The meeting was not planned as one of the set of discussions the board has been having on the 2012 budget. With a public hearing scheduled for Wednesday, Oct. 26, though, it was decided at a Monday, Oct. 17, workshop that more time was needed.
Members of the Town Board and Supervisor Sam Messina are continuing to grind out a budget plan, and issues including whether a tax increase should be part of the budget and what the thown’s policy on borrowing should be continue to rule the debate.
After a workshop last week when Town Board members made it clear they’d like to see the budget pared back, especially in the area of borrowing, town staff took recommendations and brought a revised proposal to the board.
This one cuts out a few initiatives, not the least of which was a $1.4 million bond to secure a new Department of Public Works garage. Another $350,000 of borrowing was shifted over to capital reserves and several vehicle purchases were sent from borrowing to the regular operations budget.
In addition, the overtime budget for several departments was trimmed, including in the Police Department and Highway Department, which use the most overtime.
Board members were still talking cuts on Monday, though, and when the subject was broached, a few department heads bristled, saying they’ve cut to the bone over the past few years.
“Every bit of overtime that is used is scrutinized,” Police Chief Louis Corsi said. “There are some things in that overtime line that are contractual, that I have no control over.”
He added that with a scaled-down workforce, the department sometimes has no choice but to turn to overtime.
Other departmnet heads bemoaned the skyrocketing cost of pension contributions and healthcare, and said employees are stretched to the brink.

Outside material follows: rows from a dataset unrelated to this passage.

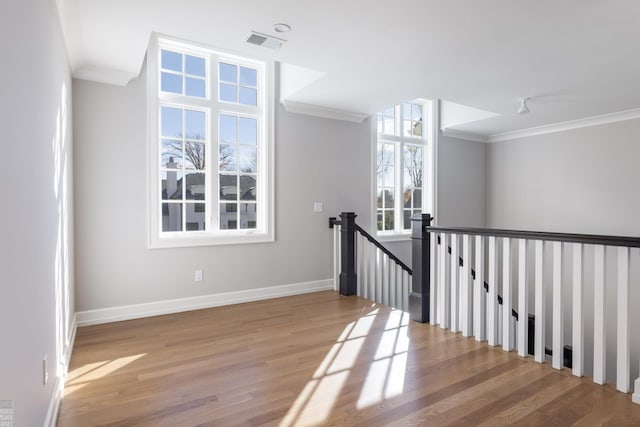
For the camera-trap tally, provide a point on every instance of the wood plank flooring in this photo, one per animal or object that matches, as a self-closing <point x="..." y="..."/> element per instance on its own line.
<point x="314" y="360"/>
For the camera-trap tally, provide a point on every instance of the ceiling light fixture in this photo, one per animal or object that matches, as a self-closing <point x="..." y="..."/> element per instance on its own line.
<point x="281" y="28"/>
<point x="523" y="106"/>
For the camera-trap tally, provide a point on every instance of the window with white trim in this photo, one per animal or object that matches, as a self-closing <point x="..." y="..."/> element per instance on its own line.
<point x="210" y="148"/>
<point x="401" y="154"/>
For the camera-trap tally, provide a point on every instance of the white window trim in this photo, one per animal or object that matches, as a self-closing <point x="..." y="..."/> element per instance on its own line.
<point x="265" y="190"/>
<point x="429" y="170"/>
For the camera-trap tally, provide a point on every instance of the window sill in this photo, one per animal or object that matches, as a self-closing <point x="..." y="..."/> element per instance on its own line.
<point x="217" y="239"/>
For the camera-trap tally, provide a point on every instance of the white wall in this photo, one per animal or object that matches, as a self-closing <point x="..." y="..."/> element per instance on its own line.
<point x="461" y="183"/>
<point x="316" y="160"/>
<point x="582" y="181"/>
<point x="36" y="251"/>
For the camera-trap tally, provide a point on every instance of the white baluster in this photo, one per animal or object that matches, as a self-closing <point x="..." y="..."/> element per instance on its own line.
<point x="623" y="362"/>
<point x="466" y="297"/>
<point x="523" y="297"/>
<point x="336" y="257"/>
<point x="359" y="284"/>
<point x="455" y="299"/>
<point x="385" y="279"/>
<point x="492" y="295"/>
<point x="433" y="277"/>
<point x="558" y="320"/>
<point x="507" y="344"/>
<point x="599" y="351"/>
<point x="443" y="288"/>
<point x="578" y="312"/>
<point x="479" y="301"/>
<point x="539" y="302"/>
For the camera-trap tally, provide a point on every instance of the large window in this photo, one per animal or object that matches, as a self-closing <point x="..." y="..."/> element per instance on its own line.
<point x="401" y="154"/>
<point x="209" y="148"/>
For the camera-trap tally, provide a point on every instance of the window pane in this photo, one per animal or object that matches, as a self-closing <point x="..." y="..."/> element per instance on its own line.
<point x="194" y="155"/>
<point x="228" y="158"/>
<point x="171" y="157"/>
<point x="389" y="199"/>
<point x="248" y="131"/>
<point x="247" y="158"/>
<point x="195" y="186"/>
<point x="171" y="121"/>
<point x="248" y="96"/>
<point x="412" y="178"/>
<point x="228" y="73"/>
<point x="412" y="157"/>
<point x="171" y="185"/>
<point x="247" y="187"/>
<point x="406" y="220"/>
<point x="228" y="129"/>
<point x="171" y="60"/>
<point x="172" y="217"/>
<point x="171" y="83"/>
<point x="248" y="77"/>
<point x="228" y="187"/>
<point x="388" y="124"/>
<point x="248" y="215"/>
<point x="195" y="87"/>
<point x="228" y="216"/>
<point x="195" y="66"/>
<point x="195" y="124"/>
<point x="388" y="220"/>
<point x="417" y="198"/>
<point x="195" y="216"/>
<point x="228" y="93"/>
<point x="416" y="112"/>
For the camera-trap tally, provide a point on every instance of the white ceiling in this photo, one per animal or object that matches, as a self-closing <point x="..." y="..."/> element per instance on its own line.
<point x="575" y="58"/>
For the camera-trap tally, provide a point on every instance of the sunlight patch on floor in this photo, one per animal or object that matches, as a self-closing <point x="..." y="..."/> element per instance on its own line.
<point x="386" y="375"/>
<point x="313" y="406"/>
<point x="84" y="375"/>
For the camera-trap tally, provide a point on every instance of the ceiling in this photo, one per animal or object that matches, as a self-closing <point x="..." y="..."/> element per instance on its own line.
<point x="574" y="58"/>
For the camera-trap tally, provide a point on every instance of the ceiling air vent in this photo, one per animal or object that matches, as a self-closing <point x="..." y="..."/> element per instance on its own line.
<point x="265" y="40"/>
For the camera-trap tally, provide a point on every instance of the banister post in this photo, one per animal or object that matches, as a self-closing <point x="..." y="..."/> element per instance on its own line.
<point x="348" y="278"/>
<point x="420" y="265"/>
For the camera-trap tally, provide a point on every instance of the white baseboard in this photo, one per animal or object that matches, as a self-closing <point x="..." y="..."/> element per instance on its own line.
<point x="51" y="418"/>
<point x="136" y="311"/>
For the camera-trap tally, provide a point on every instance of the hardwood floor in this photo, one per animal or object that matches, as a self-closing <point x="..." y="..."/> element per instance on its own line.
<point x="312" y="360"/>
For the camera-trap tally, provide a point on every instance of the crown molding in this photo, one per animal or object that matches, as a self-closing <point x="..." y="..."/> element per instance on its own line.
<point x="569" y="125"/>
<point x="104" y="75"/>
<point x="467" y="136"/>
<point x="324" y="112"/>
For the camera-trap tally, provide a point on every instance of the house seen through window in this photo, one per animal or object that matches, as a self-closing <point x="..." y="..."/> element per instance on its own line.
<point x="211" y="146"/>
<point x="400" y="166"/>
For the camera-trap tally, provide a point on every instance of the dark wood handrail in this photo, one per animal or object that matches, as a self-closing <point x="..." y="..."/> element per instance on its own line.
<point x="591" y="239"/>
<point x="380" y="246"/>
<point x="334" y="221"/>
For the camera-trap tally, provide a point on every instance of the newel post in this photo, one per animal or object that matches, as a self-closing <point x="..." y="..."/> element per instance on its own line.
<point x="348" y="278"/>
<point x="420" y="265"/>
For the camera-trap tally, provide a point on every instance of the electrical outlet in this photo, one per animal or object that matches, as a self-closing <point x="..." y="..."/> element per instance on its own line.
<point x="45" y="371"/>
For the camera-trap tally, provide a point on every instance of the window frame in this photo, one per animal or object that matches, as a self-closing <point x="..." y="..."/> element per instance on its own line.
<point x="427" y="142"/>
<point x="212" y="235"/>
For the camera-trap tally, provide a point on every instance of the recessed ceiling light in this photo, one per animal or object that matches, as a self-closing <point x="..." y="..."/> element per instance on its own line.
<point x="281" y="28"/>
<point x="524" y="109"/>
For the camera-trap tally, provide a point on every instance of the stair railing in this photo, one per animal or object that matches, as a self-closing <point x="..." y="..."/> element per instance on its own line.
<point x="463" y="279"/>
<point x="365" y="267"/>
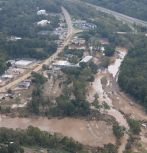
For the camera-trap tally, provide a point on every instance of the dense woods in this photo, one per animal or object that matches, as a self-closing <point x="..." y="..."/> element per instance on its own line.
<point x="133" y="73"/>
<point x="19" y="18"/>
<point x="11" y="141"/>
<point x="134" y="8"/>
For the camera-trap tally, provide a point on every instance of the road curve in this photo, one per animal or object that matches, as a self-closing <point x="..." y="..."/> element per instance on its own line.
<point x="120" y="16"/>
<point x="71" y="32"/>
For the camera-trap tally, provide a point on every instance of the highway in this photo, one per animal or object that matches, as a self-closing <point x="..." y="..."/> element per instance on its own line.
<point x="70" y="33"/>
<point x="119" y="16"/>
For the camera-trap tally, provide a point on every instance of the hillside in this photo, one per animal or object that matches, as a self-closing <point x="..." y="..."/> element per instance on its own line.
<point x="133" y="72"/>
<point x="134" y="8"/>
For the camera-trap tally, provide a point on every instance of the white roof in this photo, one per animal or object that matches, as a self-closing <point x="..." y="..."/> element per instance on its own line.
<point x="41" y="12"/>
<point x="43" y="22"/>
<point x="7" y="76"/>
<point x="86" y="59"/>
<point x="62" y="63"/>
<point x="23" y="63"/>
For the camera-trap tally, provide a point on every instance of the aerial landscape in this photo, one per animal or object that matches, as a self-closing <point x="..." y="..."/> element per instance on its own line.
<point x="73" y="76"/>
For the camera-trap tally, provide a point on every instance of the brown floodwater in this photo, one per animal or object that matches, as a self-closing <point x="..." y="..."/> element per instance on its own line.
<point x="92" y="133"/>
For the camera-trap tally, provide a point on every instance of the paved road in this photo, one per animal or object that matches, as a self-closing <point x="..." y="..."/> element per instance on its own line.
<point x="71" y="32"/>
<point x="119" y="16"/>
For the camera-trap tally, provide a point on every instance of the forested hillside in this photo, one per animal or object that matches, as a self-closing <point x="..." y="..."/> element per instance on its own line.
<point x="134" y="8"/>
<point x="133" y="74"/>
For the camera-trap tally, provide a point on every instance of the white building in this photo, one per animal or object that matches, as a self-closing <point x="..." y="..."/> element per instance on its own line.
<point x="64" y="64"/>
<point x="86" y="59"/>
<point x="41" y="12"/>
<point x="23" y="63"/>
<point x="7" y="76"/>
<point x="43" y="23"/>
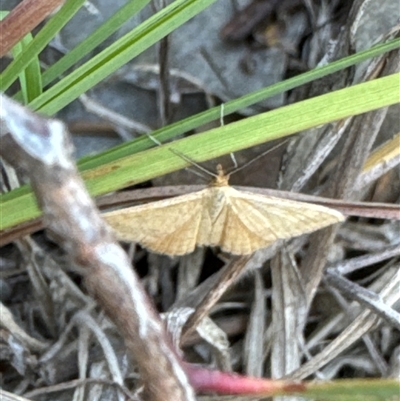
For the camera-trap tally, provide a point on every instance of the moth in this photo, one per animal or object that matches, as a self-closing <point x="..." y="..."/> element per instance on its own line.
<point x="239" y="222"/>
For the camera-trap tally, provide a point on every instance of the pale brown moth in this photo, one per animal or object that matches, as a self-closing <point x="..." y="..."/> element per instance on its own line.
<point x="239" y="222"/>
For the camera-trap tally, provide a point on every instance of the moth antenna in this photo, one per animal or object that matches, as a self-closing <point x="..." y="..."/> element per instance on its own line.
<point x="191" y="161"/>
<point x="258" y="157"/>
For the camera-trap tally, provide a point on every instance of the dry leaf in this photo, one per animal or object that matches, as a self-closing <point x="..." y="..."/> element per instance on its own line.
<point x="238" y="222"/>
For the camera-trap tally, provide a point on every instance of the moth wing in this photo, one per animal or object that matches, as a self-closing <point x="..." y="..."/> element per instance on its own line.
<point x="169" y="226"/>
<point x="255" y="221"/>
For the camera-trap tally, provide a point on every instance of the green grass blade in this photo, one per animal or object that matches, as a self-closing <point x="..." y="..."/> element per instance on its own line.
<point x="118" y="54"/>
<point x="94" y="39"/>
<point x="180" y="127"/>
<point x="30" y="79"/>
<point x="41" y="40"/>
<point x="19" y="206"/>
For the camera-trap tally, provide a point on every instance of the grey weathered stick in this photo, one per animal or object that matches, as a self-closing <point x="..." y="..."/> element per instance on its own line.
<point x="43" y="149"/>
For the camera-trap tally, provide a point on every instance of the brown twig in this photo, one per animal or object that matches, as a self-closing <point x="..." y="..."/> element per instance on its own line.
<point x="43" y="149"/>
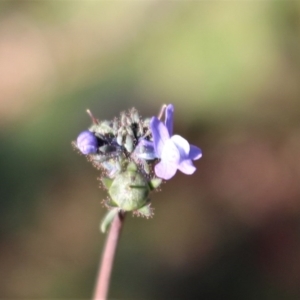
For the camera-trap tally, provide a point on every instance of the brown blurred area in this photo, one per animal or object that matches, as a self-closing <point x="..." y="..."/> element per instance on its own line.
<point x="232" y="70"/>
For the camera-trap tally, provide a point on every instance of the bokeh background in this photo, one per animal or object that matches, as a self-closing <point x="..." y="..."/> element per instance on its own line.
<point x="232" y="70"/>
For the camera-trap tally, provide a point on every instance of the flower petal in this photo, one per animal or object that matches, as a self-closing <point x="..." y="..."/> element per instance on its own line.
<point x="87" y="142"/>
<point x="160" y="135"/>
<point x="187" y="167"/>
<point x="195" y="152"/>
<point x="182" y="145"/>
<point x="169" y="118"/>
<point x="165" y="171"/>
<point x="170" y="159"/>
<point x="170" y="153"/>
<point x="145" y="150"/>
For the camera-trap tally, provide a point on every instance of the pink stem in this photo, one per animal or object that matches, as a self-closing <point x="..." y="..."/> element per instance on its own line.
<point x="105" y="269"/>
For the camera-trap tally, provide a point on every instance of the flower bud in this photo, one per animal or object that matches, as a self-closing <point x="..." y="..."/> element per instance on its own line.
<point x="129" y="190"/>
<point x="87" y="142"/>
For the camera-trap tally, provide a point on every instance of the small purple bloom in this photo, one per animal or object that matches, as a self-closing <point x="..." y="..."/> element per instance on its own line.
<point x="174" y="151"/>
<point x="87" y="142"/>
<point x="145" y="150"/>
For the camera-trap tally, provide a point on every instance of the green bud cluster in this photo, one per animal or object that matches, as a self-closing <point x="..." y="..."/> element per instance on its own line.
<point x="128" y="178"/>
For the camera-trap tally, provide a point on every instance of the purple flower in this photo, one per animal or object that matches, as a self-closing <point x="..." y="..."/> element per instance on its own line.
<point x="174" y="151"/>
<point x="87" y="142"/>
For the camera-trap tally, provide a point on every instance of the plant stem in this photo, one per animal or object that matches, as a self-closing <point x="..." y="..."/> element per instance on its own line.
<point x="105" y="268"/>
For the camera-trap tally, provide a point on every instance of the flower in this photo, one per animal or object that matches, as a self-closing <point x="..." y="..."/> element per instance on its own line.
<point x="174" y="151"/>
<point x="87" y="142"/>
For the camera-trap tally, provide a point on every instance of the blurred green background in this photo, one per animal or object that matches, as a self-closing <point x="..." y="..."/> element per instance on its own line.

Highway Superintendent Gregg Sagendorph said his department would try to meet a 10 percent reduction in overtime, but for his force that depends a lot on the weather. He said he’s going into the winter season shorthanded, as well, and can’t obtain reasonably-priced labor because it must be hired at prevailing wages (which Sagendorph refered to as the “elephant in the room”).
Several board members said they’d like to see the tax hike fall to zero, or even see taxes down, while Messina maintained a 1.27 percent increase is responsible in this environment. Again, there was talk of the possibility of the town’s bond rating taking a hit if it doesn’t levy taxes.
Councilman Mark Hennessey took issue with that argument, saying it shouldn’t play into the decision.
“It sounds like if you don’t raise tassxes, you’re over a barrell, and I don’t think that’s true and I don’t think that’s fair,” he said.
Deep into the meeting, Councilman Kyle Kotary laid out a plan to wean the town off of borrowing for road paving, a practice that was started in recent years.
By raising highway taxes every year, he said, the department could get back to paying for the paving out of its operational budget. There is $700,000 worth of paving in the proposed 2012 budget (down from $760,000). Kotary described this solution as a reversal of past policy, as the highway tax was cut when paving went to being bonded.
He also noted that in addition to the tax hike, the proposed budget contains rate increases in the water and sewer funds, and he called for those to be reduced.
The Town Board will meet Thursday, Oct. 20, at 6 p.m. at Town Hall.